Le géant français du jeu vidéo Ubisoft signe un début d’année catastrophique sur les marchés financiers. À l’ouverture de la Bourse, le titre chute brutalement de 33 %, sanctionnant l’annonce d’une refonte majeure de son organisation, mais surtout une révision drastique de ses perspectives financières.
L’année démarre très mal pour Ubisoft. Son titre s’est littéralement écroulé en Bourse (-33 % vers 10h), en réaction à l’annonce d’une réorganisation interne d’ampleur, mais surtout à des prévisions financières fortement revues à la baisse. Une annonce qui vient balayer les lueurs d’espoir apparues en novembre dernier, lorsque le groupe avait officialisé la finalisation de l’investissement de 1,16 milliard d’euros du géant chinois Tencent.

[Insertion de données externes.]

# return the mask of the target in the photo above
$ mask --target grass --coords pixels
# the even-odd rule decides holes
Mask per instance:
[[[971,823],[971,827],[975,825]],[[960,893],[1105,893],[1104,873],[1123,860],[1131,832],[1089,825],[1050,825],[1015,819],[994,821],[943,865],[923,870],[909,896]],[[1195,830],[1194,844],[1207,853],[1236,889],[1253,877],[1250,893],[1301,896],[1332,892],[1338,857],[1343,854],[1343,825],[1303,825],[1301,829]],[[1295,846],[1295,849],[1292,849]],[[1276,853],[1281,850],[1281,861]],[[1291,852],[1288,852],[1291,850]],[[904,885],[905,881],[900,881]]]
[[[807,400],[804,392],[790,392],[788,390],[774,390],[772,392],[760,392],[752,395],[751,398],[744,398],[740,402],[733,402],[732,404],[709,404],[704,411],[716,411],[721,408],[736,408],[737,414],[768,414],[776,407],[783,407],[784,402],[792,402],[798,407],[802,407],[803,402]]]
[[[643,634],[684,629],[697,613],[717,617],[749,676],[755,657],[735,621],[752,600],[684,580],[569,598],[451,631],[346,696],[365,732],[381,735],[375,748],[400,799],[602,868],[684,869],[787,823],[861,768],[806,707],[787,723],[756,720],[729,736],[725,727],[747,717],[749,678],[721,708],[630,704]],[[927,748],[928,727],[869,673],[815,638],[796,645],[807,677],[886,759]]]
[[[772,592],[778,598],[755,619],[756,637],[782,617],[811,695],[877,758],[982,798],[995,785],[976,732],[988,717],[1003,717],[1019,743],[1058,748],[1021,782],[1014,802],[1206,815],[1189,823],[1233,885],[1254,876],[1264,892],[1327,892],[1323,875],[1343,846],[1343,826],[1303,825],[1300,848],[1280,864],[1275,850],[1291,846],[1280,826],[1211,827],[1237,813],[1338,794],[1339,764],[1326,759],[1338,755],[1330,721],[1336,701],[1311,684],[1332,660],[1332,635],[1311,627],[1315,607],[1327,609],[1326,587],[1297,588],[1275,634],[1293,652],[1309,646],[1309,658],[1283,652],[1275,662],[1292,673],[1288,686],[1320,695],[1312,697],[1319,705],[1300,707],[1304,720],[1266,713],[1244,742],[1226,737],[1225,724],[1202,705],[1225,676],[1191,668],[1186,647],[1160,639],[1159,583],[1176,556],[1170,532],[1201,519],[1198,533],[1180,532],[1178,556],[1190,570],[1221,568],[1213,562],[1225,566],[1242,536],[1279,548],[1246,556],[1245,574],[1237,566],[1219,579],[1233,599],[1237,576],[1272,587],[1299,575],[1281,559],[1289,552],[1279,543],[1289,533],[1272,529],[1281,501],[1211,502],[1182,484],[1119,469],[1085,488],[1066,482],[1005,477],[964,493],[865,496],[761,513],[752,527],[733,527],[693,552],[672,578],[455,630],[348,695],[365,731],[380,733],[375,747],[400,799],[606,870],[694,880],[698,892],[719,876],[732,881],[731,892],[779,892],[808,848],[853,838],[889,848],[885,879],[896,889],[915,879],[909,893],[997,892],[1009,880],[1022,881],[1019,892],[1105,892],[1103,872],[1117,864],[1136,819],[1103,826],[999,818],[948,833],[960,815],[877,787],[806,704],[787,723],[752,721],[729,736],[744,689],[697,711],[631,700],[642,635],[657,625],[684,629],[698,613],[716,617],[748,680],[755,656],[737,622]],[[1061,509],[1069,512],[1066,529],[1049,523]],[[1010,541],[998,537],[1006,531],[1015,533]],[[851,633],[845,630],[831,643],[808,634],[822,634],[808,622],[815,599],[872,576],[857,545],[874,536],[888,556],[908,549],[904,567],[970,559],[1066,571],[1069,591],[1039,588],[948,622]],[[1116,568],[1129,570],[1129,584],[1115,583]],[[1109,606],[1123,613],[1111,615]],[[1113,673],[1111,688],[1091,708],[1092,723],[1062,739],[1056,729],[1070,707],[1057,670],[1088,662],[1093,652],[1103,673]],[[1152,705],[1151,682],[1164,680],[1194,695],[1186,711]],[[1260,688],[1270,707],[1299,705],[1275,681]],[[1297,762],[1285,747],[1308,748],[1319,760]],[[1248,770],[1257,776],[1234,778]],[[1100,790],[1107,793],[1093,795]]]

Une réorganisation majeure
En difficulté depuis plusieurs années, Ubisoft tente le tout pour le tout afin de sortir la tête de l’eau à travers une transformation profonde reposant sur trois piliers :
- un nouveau modèle opérationnel, plus décentralisé et centré sur les joueurs
- un recentrage du portefeuille, avec une feuille de route revue sur trois ans
- un ajustement de la taille de l’organisation (arrêts de projets, reports, fermetures de studios et restructurations)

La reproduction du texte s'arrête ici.